The Department of Defense plans to brief lawmakers in the coming days on how it intends to implement a congressional mandate to split the undersecretary for Acquisition, Technology and Logistics (AT&L) into two separate positions, a senior Pentagon official said May 3.
“We just briefed [Defense] Secretary [Jim] Mattis on our initial plan to make the split,” Deputy Defense Secretary Bob Work told the Senate Appropriations Committee’s defense panel. “He has given us permission now to come forward. We will start to interact with Congress in both chambers and will tell them what we’re thinking.”
The fiscal year 2017 defense authorization act, which President Obama signed into law in December, directs DoD to replace the undersecretary for AT&L with an undersecretary for Research and Engineering and an undersecretary for Acquisition and Sustainment. The split is designed to increase DoD’s focus on innovation at a time when potential adversaries are quickly advancing their capabilities.

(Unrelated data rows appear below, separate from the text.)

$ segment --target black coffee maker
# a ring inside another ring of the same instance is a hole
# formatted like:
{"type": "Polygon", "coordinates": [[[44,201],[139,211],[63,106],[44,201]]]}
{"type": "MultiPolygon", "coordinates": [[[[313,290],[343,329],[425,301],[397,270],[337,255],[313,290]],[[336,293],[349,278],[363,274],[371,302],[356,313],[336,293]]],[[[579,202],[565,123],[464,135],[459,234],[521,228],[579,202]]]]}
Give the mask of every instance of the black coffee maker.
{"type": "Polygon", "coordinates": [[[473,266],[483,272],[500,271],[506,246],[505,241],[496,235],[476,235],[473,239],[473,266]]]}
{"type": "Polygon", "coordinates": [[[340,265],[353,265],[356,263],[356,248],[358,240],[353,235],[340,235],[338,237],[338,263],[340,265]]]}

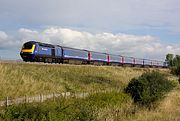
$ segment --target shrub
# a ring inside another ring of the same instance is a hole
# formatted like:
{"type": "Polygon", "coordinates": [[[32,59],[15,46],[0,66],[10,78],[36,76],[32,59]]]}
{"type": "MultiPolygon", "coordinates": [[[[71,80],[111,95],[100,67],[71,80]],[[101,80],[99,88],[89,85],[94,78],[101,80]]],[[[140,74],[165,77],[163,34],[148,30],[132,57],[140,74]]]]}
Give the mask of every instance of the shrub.
{"type": "Polygon", "coordinates": [[[171,67],[171,73],[178,76],[178,82],[180,83],[180,64],[174,67],[171,67]]]}
{"type": "Polygon", "coordinates": [[[180,76],[180,65],[171,67],[171,73],[180,76]]]}
{"type": "Polygon", "coordinates": [[[172,82],[159,72],[153,71],[144,73],[138,79],[133,78],[125,88],[125,92],[132,96],[135,103],[151,107],[173,87],[172,82]]]}

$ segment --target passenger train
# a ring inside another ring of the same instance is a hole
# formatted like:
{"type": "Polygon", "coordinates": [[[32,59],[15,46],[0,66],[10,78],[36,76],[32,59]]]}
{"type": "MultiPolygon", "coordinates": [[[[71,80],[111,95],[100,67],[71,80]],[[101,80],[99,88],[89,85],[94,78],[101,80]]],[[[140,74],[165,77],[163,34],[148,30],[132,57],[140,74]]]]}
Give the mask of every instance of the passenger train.
{"type": "Polygon", "coordinates": [[[36,41],[24,43],[20,55],[25,62],[168,67],[164,61],[94,52],[36,41]]]}

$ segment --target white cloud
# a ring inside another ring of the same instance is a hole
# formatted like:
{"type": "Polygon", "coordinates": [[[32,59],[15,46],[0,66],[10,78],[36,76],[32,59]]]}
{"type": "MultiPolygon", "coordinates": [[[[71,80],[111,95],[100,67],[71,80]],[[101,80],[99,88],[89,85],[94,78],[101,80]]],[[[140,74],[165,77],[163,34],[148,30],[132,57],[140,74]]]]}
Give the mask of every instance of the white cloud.
{"type": "Polygon", "coordinates": [[[7,38],[8,38],[8,35],[5,32],[0,31],[0,41],[7,39],[7,38]]]}
{"type": "Polygon", "coordinates": [[[167,53],[180,53],[175,45],[163,44],[156,37],[128,34],[96,33],[51,27],[43,31],[20,29],[22,42],[37,40],[62,46],[82,48],[140,58],[164,59],[167,53]]]}
{"type": "Polygon", "coordinates": [[[13,35],[0,31],[0,49],[20,48],[25,41],[37,39],[102,52],[163,58],[168,52],[180,53],[179,45],[164,44],[179,40],[179,6],[179,0],[0,0],[2,30],[64,27],[43,31],[22,28],[13,35]]]}
{"type": "Polygon", "coordinates": [[[13,46],[19,45],[19,42],[13,39],[7,33],[0,31],[0,49],[9,49],[13,46]]]}
{"type": "MultiPolygon", "coordinates": [[[[59,27],[50,27],[42,31],[21,28],[14,36],[0,31],[0,49],[8,50],[8,53],[10,51],[15,53],[14,48],[17,50],[15,54],[17,57],[22,44],[30,40],[112,54],[161,60],[165,58],[167,53],[180,53],[180,45],[163,44],[161,40],[150,35],[137,36],[107,32],[93,34],[59,27]]],[[[9,53],[9,55],[12,53],[9,53]]]]}

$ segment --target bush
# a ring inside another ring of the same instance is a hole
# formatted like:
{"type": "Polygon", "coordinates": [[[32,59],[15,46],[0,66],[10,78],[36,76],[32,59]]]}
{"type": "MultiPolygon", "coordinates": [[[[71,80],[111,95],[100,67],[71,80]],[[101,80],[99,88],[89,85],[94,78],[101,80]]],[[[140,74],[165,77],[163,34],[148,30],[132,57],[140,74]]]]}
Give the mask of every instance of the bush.
{"type": "Polygon", "coordinates": [[[171,73],[180,76],[180,65],[171,67],[171,73]]]}
{"type": "Polygon", "coordinates": [[[162,74],[153,71],[144,73],[138,79],[133,78],[125,88],[125,92],[132,96],[135,103],[151,107],[174,86],[162,74]]]}
{"type": "Polygon", "coordinates": [[[171,67],[171,73],[178,76],[178,82],[180,83],[180,64],[174,67],[171,67]]]}

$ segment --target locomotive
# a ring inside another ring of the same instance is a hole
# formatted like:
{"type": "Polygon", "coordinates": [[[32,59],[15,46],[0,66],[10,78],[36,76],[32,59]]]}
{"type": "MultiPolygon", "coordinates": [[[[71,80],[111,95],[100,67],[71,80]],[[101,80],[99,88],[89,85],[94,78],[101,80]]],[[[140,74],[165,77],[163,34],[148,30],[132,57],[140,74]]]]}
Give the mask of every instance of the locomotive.
{"type": "Polygon", "coordinates": [[[140,67],[167,67],[164,61],[75,49],[36,41],[24,43],[20,55],[23,61],[45,63],[72,63],[94,65],[127,65],[140,67]]]}

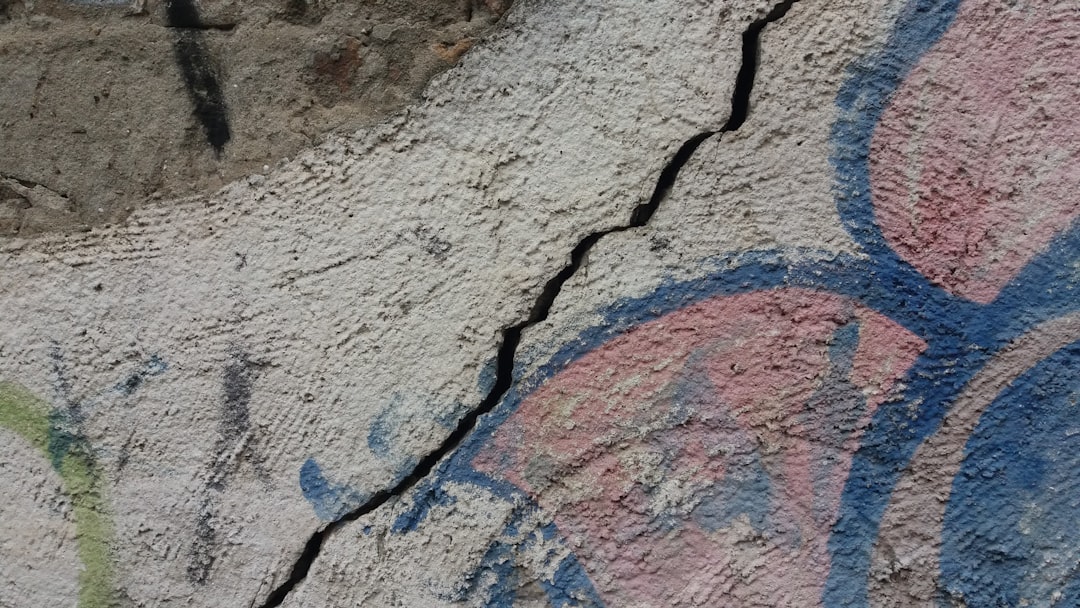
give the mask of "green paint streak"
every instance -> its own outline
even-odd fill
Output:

The research and engineering person will be DoD’s chief technology officer. That individual will “look across the entire portfolio and make sure that we have a coherent [science and technology] program and really focus a lot on rapid prototyping,” Work testified. “We’re going to start engaging with the Congress here within the next 10 days and saying how we intend to do this.”
Work said DoD expects to complete the split before the Feb. 1, 2018, deadline. “We’re excited about it,” he told the committee.
Also at the hearing, Work indicated that DoD is on track to complete a new national defense strategy review this fall. Responding to Sen. Lisa Murkowski (R-Alaska), who expressed concern about “defense gaps” in the Arctic, Work said the overall defense strategy will “inform” the department’s approach to the increasingly busy region.
Another witness, Steven Walker, acting director of the Defense Advanced Research Projects Agency (DARPA), noted that a DARPA program is developing sensors to monitor the Arctic above and below the ice. While that program is slated to end this year, the agency is looking at potential next steps, Walker testified.
On another topic, Work said DoD stood up an “algorithmic warfare cross-functional team” last month to look at how advances in automation can help the department more efficiently analyze the vast amounts of imagery it gathers from sensors.
Analysts today are “faced with the labor-intensive task of sifting through the sheer volume of data collected,” Work said. Providing those “analysts with advanced machine-learning tools will improve our ability to observe, orient and, when necessary, decide and act better and faster than our adversaries.”